I still ended up getting a new rear wheel, it wouldn't stay true, though I did get some practise with a spoke wrench meanwhile. A pair of pliers is not and never will be a spoke wrench, is something else I learned. And to remove as soon as possible any addition to brakes labelled “power modulator”. If I grab two fistfuls of brake, what I want is for the bike to stop. If I then flip head over heels over the handlebars, that’s on me. Do not fuck with the stopping power!
It’s not exactly light: 27 pounds or so, more when I tack on my rack pack. This is something I notice when I take it onto the Wilkinson trail, the one that heads off South Rd, and has everything except fire nettles and a dragon choking its entry. It is easier to carry the bike across the ditch and over the berm and then over the giant roots of a gazillion trees all knotting up one teeny patch of trailhead than it is to try to ride it, and also my upper body gets a bit of workout.
It’s not a big bike, by any stretch. I don't know how to measure trail and am much too lazy to look it up right now, but my guess is, this bike does not have a lot of that. People I lend it to complain of ‘toe-clipping’ from the front wheel. I have not noticed that particularly, but then I pedal with my feet well back. There is not a whole lot of room between the handlebars and the saddle. It rides a bit stiff—no suspension—I especially notice those patches laid down by Emcon’s apprentice road crews.
Aside from both wheels, I have replaced or upgraded the grips (twice), a couple of baskets, two, possibly three racks, saddle & post… there’s an eternal flow of lights, I still haven't found headlamps that will give sufficient light. Though I hear Hub City in Nanaimo has a possible contender in stock. And of course brake pads. But not the chain or sprockets: I did a clean-up yesterday afternoon, and they still look good, so okay.

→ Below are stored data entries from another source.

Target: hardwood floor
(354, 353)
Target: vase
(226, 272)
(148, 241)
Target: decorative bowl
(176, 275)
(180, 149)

The shifters are these twisty things that no one ever says anything about unless they hate them. I don’t mind them; I’m used to them, is what that boils down to. But I did pull off the indicator dials: they stood up like little bug eyes and were forever in the way, so I finally took an axe to them last summer and made marks on the side with a sharpie to show what gear was where.
I ride to the store, to get my hair cut, to the farmer’s market, to the trails and on the trails. Working up to riding from one end of the island to the other, and back. Someday I will get a pretty bike, light as air and just right in all directions. Until then I’ve got this one. I probably always will.